By noon on Friday, Oct. 5, the
sun had finally cleared the apartment buildings facing St. Ignatius Loyola
Church on Park Avenue. It was a summer sun, bright and hot, and if you were
standing on the steps of the church or lingering on the sidewalk, you found
yourself moving toward the street, where it was shady. There was no traffic in
the southbound lanes. Cars were being diverted at East 85th Street so the
avenue would be clear when the family of Firefighter Thomas Cullen III stepped
from the cool darkness of the church into the sunshine.
There were 15 funerals or memorial services for fallen
firefighters on Oct. 5. Had there been just one or two, there would have been
many more blue uniforms inside the church or lingering in the street, waiting
to perform rituals now so terribly familiar: the honor guard, the final salute,
the bagpipers’ laments. The Fire Department is so drained of men and material
that it asked colleagues from Paramus and Englewood, N.J., to bring their
ladder truck
into Manhattan to help salute Firefighter
Cullen. The yellow Englewood rig was parked near the sidewalk, the Paramus
truck on the far side of the southbound lanes, and from their raised towers
hung an American flag.
“They don’t have enough trucks
to cover all the funerals,” one of the Englewood firefighters said. Underneath
the flag was Squad 41’s rig, which in other times would receive the
firefighter’s flag-draped casket. On this day, at this service, there was no
casket.
The memorial mass was long and sad. A few hundred firefighters
were in the pews, along with Firefighter Cullen’s family and friends-so young,
those friends. Cullen was just a month into his 31st year on Sept. 11. His
colleagues, in dress uniforms, clutched his memorial card as they knelt to
pray.

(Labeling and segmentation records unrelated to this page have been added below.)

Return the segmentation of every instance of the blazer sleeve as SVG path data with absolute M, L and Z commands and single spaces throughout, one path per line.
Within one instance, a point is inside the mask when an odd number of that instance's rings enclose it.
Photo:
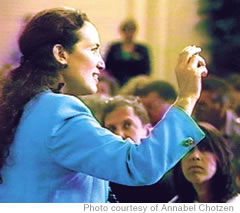
M 142 139 L 141 145 L 102 128 L 78 99 L 67 98 L 56 110 L 47 148 L 65 168 L 125 185 L 157 182 L 204 137 L 181 109 L 172 107 Z

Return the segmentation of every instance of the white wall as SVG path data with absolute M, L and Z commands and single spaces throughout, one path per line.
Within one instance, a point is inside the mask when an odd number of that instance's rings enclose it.
M 107 45 L 119 38 L 119 23 L 126 17 L 136 18 L 137 39 L 151 47 L 152 75 L 175 85 L 173 71 L 178 52 L 189 44 L 201 45 L 204 40 L 194 31 L 199 20 L 197 4 L 198 0 L 0 0 L 0 66 L 17 47 L 25 14 L 70 6 L 86 12 L 96 24 L 103 54 Z

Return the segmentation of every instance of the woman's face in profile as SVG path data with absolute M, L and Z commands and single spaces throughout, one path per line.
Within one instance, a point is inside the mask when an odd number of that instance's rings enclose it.
M 212 179 L 217 171 L 217 157 L 209 151 L 194 148 L 181 161 L 184 177 L 192 184 L 201 184 Z
M 96 93 L 100 71 L 105 68 L 99 35 L 94 25 L 87 21 L 77 33 L 80 40 L 68 54 L 68 69 L 63 73 L 67 92 L 75 95 Z

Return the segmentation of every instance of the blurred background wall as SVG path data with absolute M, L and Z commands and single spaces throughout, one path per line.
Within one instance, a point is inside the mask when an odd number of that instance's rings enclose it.
M 24 17 L 57 6 L 79 8 L 88 14 L 100 32 L 103 55 L 108 44 L 120 38 L 120 22 L 135 18 L 137 40 L 151 48 L 152 76 L 174 85 L 179 51 L 189 44 L 201 46 L 206 39 L 194 29 L 200 19 L 198 0 L 0 0 L 0 66 L 17 48 Z

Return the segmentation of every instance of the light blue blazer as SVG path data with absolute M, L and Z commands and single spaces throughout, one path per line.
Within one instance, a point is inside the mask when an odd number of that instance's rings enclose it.
M 185 112 L 172 107 L 134 145 L 102 128 L 79 99 L 47 90 L 24 108 L 1 170 L 0 202 L 106 202 L 108 181 L 153 184 L 203 137 Z

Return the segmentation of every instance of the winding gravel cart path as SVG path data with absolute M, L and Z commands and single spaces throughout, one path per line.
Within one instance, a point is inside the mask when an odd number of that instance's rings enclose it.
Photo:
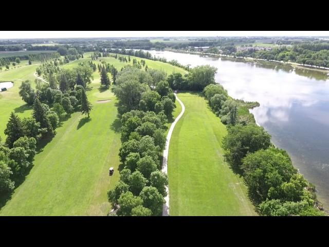
M 166 140 L 166 147 L 164 148 L 164 150 L 163 151 L 163 160 L 162 161 L 162 171 L 164 172 L 166 174 L 167 174 L 167 166 L 168 166 L 168 151 L 169 150 L 169 143 L 170 143 L 170 138 L 171 137 L 171 134 L 173 133 L 173 131 L 174 130 L 174 128 L 175 128 L 175 126 L 177 122 L 178 121 L 179 118 L 183 115 L 184 114 L 184 112 L 185 111 L 185 106 L 183 102 L 180 101 L 180 100 L 178 98 L 177 96 L 177 94 L 174 94 L 175 96 L 176 96 L 176 99 L 177 99 L 180 105 L 181 105 L 181 112 L 179 113 L 179 115 L 176 118 L 174 122 L 172 123 L 171 126 L 170 126 L 170 129 L 169 129 L 169 131 L 168 132 L 168 134 L 167 135 L 167 140 Z M 166 203 L 163 204 L 163 207 L 162 208 L 162 216 L 169 216 L 169 190 L 168 189 L 168 187 L 167 186 L 166 188 L 166 190 L 167 191 L 167 195 L 164 198 L 166 200 Z

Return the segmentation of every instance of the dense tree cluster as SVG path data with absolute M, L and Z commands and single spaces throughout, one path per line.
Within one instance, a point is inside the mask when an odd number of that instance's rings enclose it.
M 262 127 L 237 125 L 228 130 L 223 141 L 226 160 L 243 175 L 261 214 L 325 215 L 317 207 L 313 186 L 294 168 L 285 151 L 272 147 Z
M 160 170 L 175 96 L 166 74 L 151 71 L 128 66 L 118 74 L 114 90 L 120 105 L 119 155 L 124 169 L 108 197 L 119 216 L 161 215 L 167 196 L 168 178 Z

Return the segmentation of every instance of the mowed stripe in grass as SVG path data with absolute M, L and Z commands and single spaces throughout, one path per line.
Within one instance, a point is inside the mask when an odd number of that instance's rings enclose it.
M 4 131 L 12 111 L 21 118 L 30 116 L 32 113 L 32 107 L 26 104 L 19 94 L 19 87 L 22 82 L 26 80 L 29 80 L 32 86 L 35 87 L 35 78 L 33 73 L 38 66 L 32 64 L 0 72 L 0 81 L 13 81 L 14 83 L 14 86 L 7 91 L 0 92 L 0 137 L 3 140 L 6 138 Z
M 168 157 L 172 216 L 256 215 L 242 178 L 224 161 L 226 127 L 197 93 L 179 93 L 186 110 Z
M 99 84 L 97 84 L 99 86 Z M 97 86 L 98 87 L 98 86 Z M 106 191 L 119 179 L 120 135 L 111 128 L 116 101 L 96 103 L 95 87 L 88 92 L 94 105 L 91 120 L 74 113 L 35 157 L 34 166 L 1 215 L 106 215 Z M 104 92 L 108 95 L 108 93 Z M 108 168 L 116 169 L 108 176 Z

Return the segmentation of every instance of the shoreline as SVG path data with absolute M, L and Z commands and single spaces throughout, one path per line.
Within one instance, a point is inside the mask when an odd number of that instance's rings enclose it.
M 207 53 L 207 52 L 192 52 L 192 51 L 180 51 L 180 50 L 175 50 L 175 49 L 167 49 L 167 50 L 165 50 L 165 51 L 171 51 L 173 52 L 176 52 L 176 53 L 182 53 L 182 54 L 191 54 L 191 55 L 206 55 L 206 56 L 209 56 L 210 57 L 214 57 L 214 58 L 229 58 L 229 59 L 238 59 L 238 60 L 244 60 L 246 62 L 253 62 L 254 63 L 257 63 L 258 62 L 270 62 L 270 63 L 277 63 L 277 64 L 279 64 L 280 65 L 288 65 L 288 66 L 290 66 L 291 67 L 298 67 L 298 68 L 303 68 L 303 69 L 308 69 L 310 70 L 313 70 L 313 71 L 316 71 L 318 72 L 321 72 L 323 74 L 326 74 L 326 75 L 329 76 L 329 68 L 317 68 L 317 67 L 311 67 L 309 66 L 306 66 L 306 65 L 301 65 L 298 63 L 294 63 L 293 62 L 287 62 L 287 63 L 281 63 L 281 62 L 279 62 L 278 61 L 272 61 L 272 60 L 263 60 L 263 59 L 257 59 L 257 58 L 249 58 L 249 57 L 234 57 L 229 55 L 222 55 L 221 54 L 214 54 L 212 53 Z

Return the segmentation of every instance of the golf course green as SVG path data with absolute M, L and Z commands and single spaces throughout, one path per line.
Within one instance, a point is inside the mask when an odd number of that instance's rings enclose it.
M 171 216 L 257 215 L 242 178 L 224 162 L 226 127 L 197 93 L 180 93 L 185 112 L 169 146 Z
M 72 68 L 79 62 L 90 60 L 86 54 L 84 57 L 63 67 Z M 119 71 L 127 63 L 114 58 L 101 59 L 113 64 Z M 161 67 L 168 74 L 174 70 L 182 70 L 170 64 L 145 60 L 149 67 Z M 19 95 L 19 87 L 23 80 L 34 82 L 33 74 L 37 66 L 32 64 L 0 72 L 0 80 L 14 82 L 13 87 L 0 93 L 0 136 L 3 140 L 11 111 L 19 113 L 21 117 L 32 113 L 32 108 Z M 29 173 L 1 208 L 0 215 L 104 216 L 109 211 L 106 191 L 119 177 L 121 142 L 117 130 L 116 98 L 111 89 L 100 90 L 98 72 L 93 76 L 94 80 L 89 85 L 91 90 L 87 91 L 88 100 L 93 105 L 90 119 L 76 112 L 63 122 L 56 129 L 56 135 L 45 142 L 45 146 L 35 155 Z M 34 82 L 32 84 L 35 86 Z M 110 100 L 96 102 L 104 99 Z M 176 112 L 174 115 L 179 114 Z M 108 175 L 110 167 L 115 171 L 111 177 Z

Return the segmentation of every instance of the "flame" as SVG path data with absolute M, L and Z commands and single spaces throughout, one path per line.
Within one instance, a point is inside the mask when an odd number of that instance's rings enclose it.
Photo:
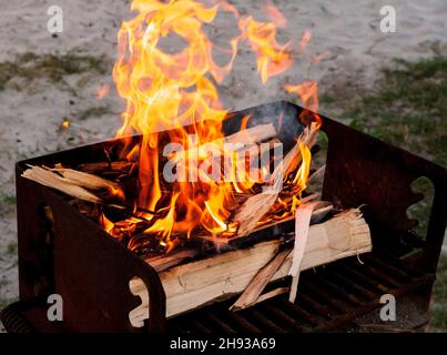
M 230 154 L 230 181 L 214 181 L 209 178 L 210 166 L 201 168 L 214 159 L 210 156 L 210 150 L 204 149 L 206 144 L 211 144 L 213 151 L 225 153 L 222 122 L 227 110 L 221 104 L 216 84 L 232 70 L 242 42 L 253 50 L 263 83 L 289 69 L 293 64 L 291 43 L 281 44 L 276 39 L 277 27 L 285 26 L 285 18 L 270 4 L 266 11 L 272 22 L 260 22 L 251 16 L 241 17 L 237 9 L 225 1 L 206 7 L 196 0 L 133 0 L 131 11 L 134 17 L 123 22 L 118 33 L 119 53 L 113 79 L 118 93 L 126 103 L 123 125 L 116 133 L 126 142 L 122 158 L 138 161 L 135 213 L 153 221 L 144 233 L 158 237 L 163 243 L 160 245 L 169 247 L 175 244 L 172 235 L 190 236 L 197 227 L 211 233 L 225 232 L 235 194 L 250 192 L 257 180 L 242 169 L 250 164 L 250 158 L 241 158 L 234 152 Z M 217 48 L 205 31 L 217 11 L 232 13 L 238 23 L 240 34 L 228 40 L 226 49 Z M 171 36 L 183 41 L 179 52 L 163 49 L 163 40 Z M 309 34 L 308 39 L 303 38 L 303 41 L 308 40 Z M 227 62 L 217 64 L 213 60 L 214 51 L 225 51 Z M 312 88 L 289 89 L 309 103 L 317 100 L 311 93 Z M 99 90 L 98 98 L 102 98 L 105 90 L 109 89 Z M 242 121 L 242 130 L 248 119 Z M 139 144 L 130 139 L 135 132 L 142 134 Z M 179 161 L 185 174 L 194 179 L 173 183 L 161 179 L 160 152 L 166 141 L 185 146 L 187 154 L 179 154 Z M 305 144 L 301 150 L 303 164 L 294 183 L 305 185 L 311 158 Z M 267 166 L 260 166 L 260 175 L 266 175 L 267 170 Z M 153 219 L 141 210 L 156 211 L 160 217 Z M 101 223 L 106 231 L 113 231 L 113 223 L 104 215 Z
M 257 22 L 252 17 L 240 20 L 243 38 L 246 38 L 256 54 L 257 72 L 265 84 L 267 79 L 292 67 L 289 43 L 276 41 L 276 26 L 273 22 Z
M 286 26 L 287 20 L 285 19 L 284 14 L 281 13 L 281 11 L 273 6 L 272 3 L 268 3 L 265 7 L 265 11 L 267 12 L 268 19 L 275 23 L 276 27 L 283 28 Z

On the front was a picture of Cullen in full battle dress; on the back
was a heartbreaking farewell from his wife, Susan: “When I was young, I dreamed
of finding someone really special who would come into my life …. When I grew older, I found that person …. ”
Outside, some of Cullen’s colleagues gathered in small groups in
the shade. Many had duties to perform once mass was over. Four bagpipers sat
under a tree on the Park Avenue median. A fireman with a bugle paced nearby. An
officer in a white hat drew a line in the street with a piece of chalk. Men
from Engine Companies 22 and 44 wandered about in their bunker pants, boots and
work shirts. They were on call.
Through it all, life as the
Upper East Side knows it went on almost as if nothing else were going on. Two
young blondes dressed in the black of fashion and not of mourning strolled by,
each attached to a cell phone. A young father in shorts and a T-shirt hurried
by, his young son on his shoulders. Under the young father’s right arm was a
copy of Stephen Ambrose’s Band of
Brothers . He passed groups of firefighters from Boston, Mineola, Larchmont
and Elizabeth, N.J., chatting quietly with their NYFD brethren. A little boy,
no more than 3, pointed as an honor guard stepped into the street. “Why do they
have flags?” he asked his nanny. “For the fireman who died,” she replied. He
grabbed her hand and started to pull her away. “I don’t want to be here,” he
said. “Where’s mommy?” The nanny gathered the child into her arms and whispered
comfort.
The small talk and the waiting
stopped around noon, when applause from inside the church signaled the end of
the mass and the beginning of one last ritual. Firemen in heavy blue jackets,
blue shirts, blue ties and white gloves streamed from the church and deployed
on the street in three rows, to the left of the chalk mark. As Cullen’s widow
and family emerged from the church, the firefighters came to attention and
saluted. They all looked straight ahead; some of the men in the front row were
crying; some shoulders sagged forward. The bagpipers played “Going Home.” The
bugler played “Taps” and missed the high note. The pipers sounded again, this
time with “America the Beautiful,” and Thomas Cullen’s widow and family and
friends walked slowly past the lines of saluting firemen. They disappeared into
an anteroom in the church’s basement. An officer shouted “Dismissed,” and the
firefighters broke ranks and hugged each other and lit their cigarettes with
little Bic lighters.
Fifteen times on this lovely October day, the lines of
firefighters saluted and wept. They will continue these terrible and beautiful
rituals until each of the 350 fallen have been prayed for and saluted for their
extraordinary sacrifice.
Seeing them weep, seeing them embrace, seeing them struggle to
straighten their shoulders, you wonder how they will get through this terrible
time. But then you remember the pride they take in being called “The Bravest.”